One would think that the United States's international obligations would be relevant to the interpretation of the federal money-laundering statute at issue in Santos, and, to his credit, Justice Alito, in his dissent, put those obligations front and center. He wrote:
The leading treaty on international money laundering, the United Nations Convention Against Transnational Organized Crime (Convention), Nov. 15, 2000, 2225 U.N.T.S. 209 (Treaty No. I-39574), which has been adopted by the United States and 146 other countries,[FN2] is instructive. This treaty contains a provision that is very similar to § 1956(a)(1)(B)(i). Article 6.1 of the Convention obligates signatory nations to criminalize “[t]he . . . transfer of property, knowing that such property is the proceeds of crime, for the purpose of concealing or disguising the illicit origin of the property or of helping any person who is involved in the commission of the predicate offence to evade the legal consequences of his or her action.” Id., at 277 (emphasis added). The Convention defines the term “proceeds” to mean “any property derived from or obtained, directly or indirectly, through the commission of an offence.” Id., at 275 (Art. 2(e)). The money laundering provision of the Convention thus covers gross receipts.[FN3]

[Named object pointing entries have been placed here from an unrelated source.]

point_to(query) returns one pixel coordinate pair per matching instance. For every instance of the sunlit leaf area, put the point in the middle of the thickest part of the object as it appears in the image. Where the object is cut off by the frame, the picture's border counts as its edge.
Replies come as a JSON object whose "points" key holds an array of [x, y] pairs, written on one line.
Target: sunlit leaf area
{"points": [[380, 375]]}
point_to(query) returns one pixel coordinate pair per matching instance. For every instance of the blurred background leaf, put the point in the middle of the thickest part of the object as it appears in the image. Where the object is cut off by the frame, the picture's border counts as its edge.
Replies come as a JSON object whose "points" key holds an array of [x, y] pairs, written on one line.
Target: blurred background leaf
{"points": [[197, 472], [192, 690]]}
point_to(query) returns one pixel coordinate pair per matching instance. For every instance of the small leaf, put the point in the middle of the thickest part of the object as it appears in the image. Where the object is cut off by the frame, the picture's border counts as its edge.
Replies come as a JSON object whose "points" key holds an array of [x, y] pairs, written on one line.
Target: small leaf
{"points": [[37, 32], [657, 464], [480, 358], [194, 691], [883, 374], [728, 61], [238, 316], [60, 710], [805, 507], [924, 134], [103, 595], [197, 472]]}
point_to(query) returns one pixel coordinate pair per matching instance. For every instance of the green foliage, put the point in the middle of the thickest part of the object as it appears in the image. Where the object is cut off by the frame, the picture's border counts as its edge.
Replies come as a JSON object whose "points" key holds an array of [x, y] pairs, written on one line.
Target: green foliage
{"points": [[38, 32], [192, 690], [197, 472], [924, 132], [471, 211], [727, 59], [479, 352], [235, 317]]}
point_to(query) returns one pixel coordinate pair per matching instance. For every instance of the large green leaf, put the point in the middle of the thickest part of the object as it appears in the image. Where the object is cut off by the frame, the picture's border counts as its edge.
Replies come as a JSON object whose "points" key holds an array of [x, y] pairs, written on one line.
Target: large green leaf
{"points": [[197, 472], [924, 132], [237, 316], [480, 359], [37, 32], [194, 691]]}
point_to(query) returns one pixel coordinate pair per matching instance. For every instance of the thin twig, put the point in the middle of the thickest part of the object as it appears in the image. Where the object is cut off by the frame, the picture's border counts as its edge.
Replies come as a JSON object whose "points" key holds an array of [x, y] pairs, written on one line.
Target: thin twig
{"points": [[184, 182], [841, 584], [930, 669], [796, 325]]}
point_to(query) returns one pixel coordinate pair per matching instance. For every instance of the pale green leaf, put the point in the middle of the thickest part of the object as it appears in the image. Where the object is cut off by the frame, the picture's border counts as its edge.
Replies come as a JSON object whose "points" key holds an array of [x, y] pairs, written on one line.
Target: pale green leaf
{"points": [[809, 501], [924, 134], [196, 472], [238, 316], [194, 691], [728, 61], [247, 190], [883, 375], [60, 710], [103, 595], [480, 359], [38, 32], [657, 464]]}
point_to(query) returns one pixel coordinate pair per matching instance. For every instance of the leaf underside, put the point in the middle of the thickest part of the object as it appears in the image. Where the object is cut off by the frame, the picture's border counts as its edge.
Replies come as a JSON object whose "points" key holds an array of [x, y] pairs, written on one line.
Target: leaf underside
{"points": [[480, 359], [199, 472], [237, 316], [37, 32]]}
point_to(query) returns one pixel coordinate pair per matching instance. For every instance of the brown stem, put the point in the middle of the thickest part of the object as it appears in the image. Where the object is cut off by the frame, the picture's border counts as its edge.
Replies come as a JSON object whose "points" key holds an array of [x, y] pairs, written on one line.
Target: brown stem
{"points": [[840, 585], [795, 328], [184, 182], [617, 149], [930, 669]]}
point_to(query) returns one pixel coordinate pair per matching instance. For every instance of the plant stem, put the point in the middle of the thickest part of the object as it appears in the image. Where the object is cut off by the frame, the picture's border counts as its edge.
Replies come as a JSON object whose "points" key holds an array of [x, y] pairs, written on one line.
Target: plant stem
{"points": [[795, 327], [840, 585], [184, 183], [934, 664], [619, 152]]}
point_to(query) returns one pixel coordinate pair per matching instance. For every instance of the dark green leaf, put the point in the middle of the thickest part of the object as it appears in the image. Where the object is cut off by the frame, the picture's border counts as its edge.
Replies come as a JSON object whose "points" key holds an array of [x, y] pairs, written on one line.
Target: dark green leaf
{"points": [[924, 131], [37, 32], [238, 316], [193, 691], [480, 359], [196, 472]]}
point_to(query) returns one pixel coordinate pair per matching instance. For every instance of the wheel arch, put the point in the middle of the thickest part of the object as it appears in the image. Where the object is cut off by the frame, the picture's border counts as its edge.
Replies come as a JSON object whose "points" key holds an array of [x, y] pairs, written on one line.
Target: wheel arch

[FN2.] See Multilateral Treaties Deposited with the Secretary-General, pt. I, ch. XVIII, No. 12, United Nations Convention against Transnational Crime (Nov. 15, 2007), online at http://untreaty.un.org/ENGLISH/bible/englishinternetbible/partI/chapterXVIII/treaty13.asp (all Internet materials as visited May 29, 2008, and available in Clerk of Court's case file).

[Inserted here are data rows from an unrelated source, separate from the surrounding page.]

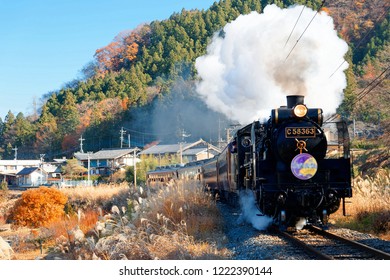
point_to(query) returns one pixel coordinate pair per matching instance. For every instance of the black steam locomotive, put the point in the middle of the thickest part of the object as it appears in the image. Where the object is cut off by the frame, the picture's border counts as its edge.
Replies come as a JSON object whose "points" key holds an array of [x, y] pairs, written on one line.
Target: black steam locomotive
{"points": [[297, 168]]}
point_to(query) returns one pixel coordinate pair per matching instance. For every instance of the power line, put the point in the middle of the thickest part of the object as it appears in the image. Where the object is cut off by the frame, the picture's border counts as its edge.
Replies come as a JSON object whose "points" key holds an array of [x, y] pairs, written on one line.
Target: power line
{"points": [[322, 4], [289, 36]]}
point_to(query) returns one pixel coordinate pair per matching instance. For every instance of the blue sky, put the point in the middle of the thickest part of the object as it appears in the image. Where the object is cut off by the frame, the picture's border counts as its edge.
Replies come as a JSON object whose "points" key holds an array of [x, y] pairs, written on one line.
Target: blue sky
{"points": [[44, 43]]}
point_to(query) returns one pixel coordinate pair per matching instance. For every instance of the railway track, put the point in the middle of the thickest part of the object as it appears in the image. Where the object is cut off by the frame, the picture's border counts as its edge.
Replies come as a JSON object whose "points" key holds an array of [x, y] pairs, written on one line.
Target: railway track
{"points": [[325, 245]]}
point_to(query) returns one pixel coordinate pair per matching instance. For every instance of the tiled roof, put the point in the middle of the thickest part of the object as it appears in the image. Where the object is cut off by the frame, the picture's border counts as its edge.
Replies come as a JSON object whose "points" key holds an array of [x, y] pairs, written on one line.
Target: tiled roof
{"points": [[105, 154], [27, 170]]}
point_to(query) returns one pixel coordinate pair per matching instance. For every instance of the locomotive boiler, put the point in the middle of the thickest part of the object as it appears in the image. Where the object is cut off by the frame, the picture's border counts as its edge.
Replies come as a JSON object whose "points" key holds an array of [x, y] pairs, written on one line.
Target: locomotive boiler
{"points": [[297, 167], [285, 162]]}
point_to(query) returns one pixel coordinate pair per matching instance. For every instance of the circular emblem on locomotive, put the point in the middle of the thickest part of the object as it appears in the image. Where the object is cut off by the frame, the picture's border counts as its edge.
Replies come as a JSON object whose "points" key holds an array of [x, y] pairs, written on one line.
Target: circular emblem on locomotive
{"points": [[304, 166]]}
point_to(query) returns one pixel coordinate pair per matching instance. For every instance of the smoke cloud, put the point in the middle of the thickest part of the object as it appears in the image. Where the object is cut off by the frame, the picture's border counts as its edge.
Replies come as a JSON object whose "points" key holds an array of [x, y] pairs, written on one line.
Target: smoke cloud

[FN3.] If 18 U.S.C. § 1956 were limited to profits, it would be narrower than the obligation that the United States undertook in Article 6.1 of the Convention, but the Department of State has taken the position that no new legislation is needed to bring the United States into compliance. See Hearing on Law Enforcement Treaties before the Senate Committee on Foreign Relations, 108th Cong., 2d Sess., 10 (2004) (statement of Samuel M. Witten, Deputy Legal Adviser (“[W]e can comply with the Convention's criminalization obligations without the need for new legislation”)).

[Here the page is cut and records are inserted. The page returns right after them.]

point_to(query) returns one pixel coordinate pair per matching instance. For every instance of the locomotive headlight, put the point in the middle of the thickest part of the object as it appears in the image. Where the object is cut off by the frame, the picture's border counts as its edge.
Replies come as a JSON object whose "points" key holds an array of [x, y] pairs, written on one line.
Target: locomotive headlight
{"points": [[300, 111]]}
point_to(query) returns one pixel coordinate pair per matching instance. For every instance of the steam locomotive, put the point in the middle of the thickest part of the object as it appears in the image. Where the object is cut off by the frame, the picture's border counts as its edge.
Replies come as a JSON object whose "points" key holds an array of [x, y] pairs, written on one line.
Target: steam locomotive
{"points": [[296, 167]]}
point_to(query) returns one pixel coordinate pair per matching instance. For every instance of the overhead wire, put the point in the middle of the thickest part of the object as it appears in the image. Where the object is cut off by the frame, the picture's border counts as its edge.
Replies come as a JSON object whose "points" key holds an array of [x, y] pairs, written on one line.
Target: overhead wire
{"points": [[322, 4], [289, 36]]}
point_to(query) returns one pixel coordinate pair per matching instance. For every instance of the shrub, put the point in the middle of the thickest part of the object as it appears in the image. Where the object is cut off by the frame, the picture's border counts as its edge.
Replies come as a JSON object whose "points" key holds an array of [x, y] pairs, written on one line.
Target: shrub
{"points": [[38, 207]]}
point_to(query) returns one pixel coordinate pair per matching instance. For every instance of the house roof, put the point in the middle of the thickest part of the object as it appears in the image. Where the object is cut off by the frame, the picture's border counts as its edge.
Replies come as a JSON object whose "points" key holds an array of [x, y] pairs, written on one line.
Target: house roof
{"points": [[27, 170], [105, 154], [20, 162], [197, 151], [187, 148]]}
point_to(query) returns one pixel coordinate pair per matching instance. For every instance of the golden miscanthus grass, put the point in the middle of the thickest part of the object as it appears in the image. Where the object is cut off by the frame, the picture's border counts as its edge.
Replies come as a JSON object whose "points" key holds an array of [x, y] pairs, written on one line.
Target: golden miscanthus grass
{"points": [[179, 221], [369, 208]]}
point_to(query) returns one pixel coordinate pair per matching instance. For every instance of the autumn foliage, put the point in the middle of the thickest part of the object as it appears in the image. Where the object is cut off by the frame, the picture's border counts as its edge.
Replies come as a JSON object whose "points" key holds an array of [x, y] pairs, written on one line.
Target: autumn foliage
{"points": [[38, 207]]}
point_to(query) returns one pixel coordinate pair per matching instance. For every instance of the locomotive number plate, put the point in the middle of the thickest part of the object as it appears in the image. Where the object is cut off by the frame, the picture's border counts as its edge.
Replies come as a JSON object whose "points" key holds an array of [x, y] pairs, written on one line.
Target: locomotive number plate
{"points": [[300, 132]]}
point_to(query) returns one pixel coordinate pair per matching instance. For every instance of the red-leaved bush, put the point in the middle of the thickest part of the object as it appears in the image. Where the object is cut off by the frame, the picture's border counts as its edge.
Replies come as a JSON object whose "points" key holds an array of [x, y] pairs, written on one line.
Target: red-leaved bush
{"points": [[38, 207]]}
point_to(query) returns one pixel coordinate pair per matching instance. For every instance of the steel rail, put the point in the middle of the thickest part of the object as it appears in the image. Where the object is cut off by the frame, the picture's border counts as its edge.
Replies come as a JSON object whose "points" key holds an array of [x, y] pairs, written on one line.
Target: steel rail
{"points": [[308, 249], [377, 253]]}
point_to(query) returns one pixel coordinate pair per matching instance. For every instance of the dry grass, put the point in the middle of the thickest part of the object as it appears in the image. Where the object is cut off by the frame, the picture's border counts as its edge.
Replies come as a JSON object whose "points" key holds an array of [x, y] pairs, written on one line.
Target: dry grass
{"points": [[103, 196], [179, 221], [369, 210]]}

Justice Scalia, writing for the plurality, disagreed with the claim that the Transnational Organized Crime Convention was relevant to the interpretation of the statute:
Justice ALITO's dissent (the principal dissent) makes much of the fact that 14 States that use and define the word “proceeds” in their money-laundering statutes, the Model Money Laundering Act, and an international treaty on the subject, all define the term to include gross receipts. See post, at 3-5. We do not think this evidence shows that the drafters of the federal money-laundering statute used “proceeds” as a term of art for “receipts.”It is unfortunate, to say the least, that a majority of justices on the Supreme Court so cavalierly dismissed U.S. international obligations, particularly in this area. Though Justice Alito fails to say so explicitly (he only hints at this in his footnote 3), the Court's interpretation of the statute, even if limited in the way Justice Stevens suggests, arguably puts the United States in breach, at least, of both the Transnational Organized Crime Convention and the Corruption Convention (which has a money-laundering provision modeled on the TOC Convention). This is ironic since the United States has promoted these criminalization provisions (including money laundering) as a key component of an international law enforcement strategy going back many years now. (It is no mistake that the TOC provision on money laundering is quite similar to the provision in the U.S. code.) The Court's decision is reminiscent of its equally casual and unfortunate dismissal of U.S. international obligations in the context of counternarcotics in Gonzales v. O Centro Espírita Beneficente União do Vegetal (decided February 21, 2006). In both these cases, the Court has significantly undermined U.S standing in international law enforcement and consequently the United States's ability to achieve transnational cooperation and results in this crucial area.